Surabaya – Jawa Timur kembali diselimuti duka mendalam setelah runtuhnya konstruksi Masjid dan Pondok Pesantren Al Khoziny, Buduran, Sidoarjo. Musibah tersebut menyebabkan puluhan korban luka dan hingga saat ini tercatat satu orang meninggal dunia.
Pasca kejadian, perhatian dan kepedulian dari sejumlah pemimpin Jawa Timur langsung terlihat. Ibunda Gubernur Jawa Timur mempercepat kepulangannya dari misi dagang ke Sumatera Selatan. Wakil Gubernur Jawa Timur juga segera turun ke lokasi musibah untuk memberikan dukungan moral kepada para korban dan keluarga.

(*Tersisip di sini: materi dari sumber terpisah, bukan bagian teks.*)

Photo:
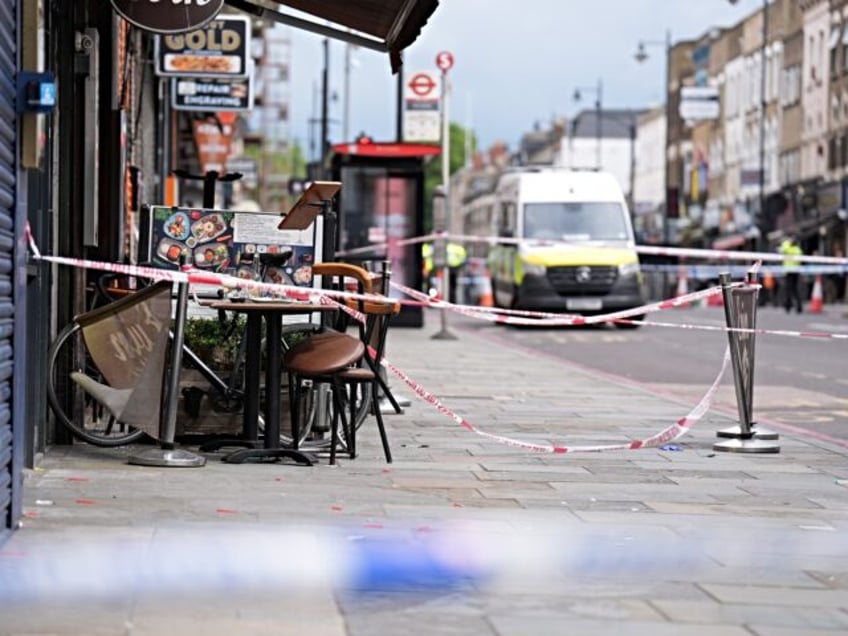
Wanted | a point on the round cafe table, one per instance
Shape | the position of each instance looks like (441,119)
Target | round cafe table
(272,312)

Evakuasi Korban: Sinergi Stakeholder
Upaya evakuasi berjalan intensif berkat sinergi berbagai pihak. BPBD Jawa Timur, BPBD Sidoarjo, Basarnas, BNPB, Kementerian Sosial, serta jajaran Pemerintah Kabupaten Sidoarjo bersama TNI dan Polri terlihat bekerja sama dalam proses evakuasi. Dengan penuh empati, mereka bahu membahu menyingkirkan reruntuhan puing bangunan untuk menyelamatkan korban.
Namun, di tengah suasana penuh kepedihan ini, muncul pemandangan yang disorot publik.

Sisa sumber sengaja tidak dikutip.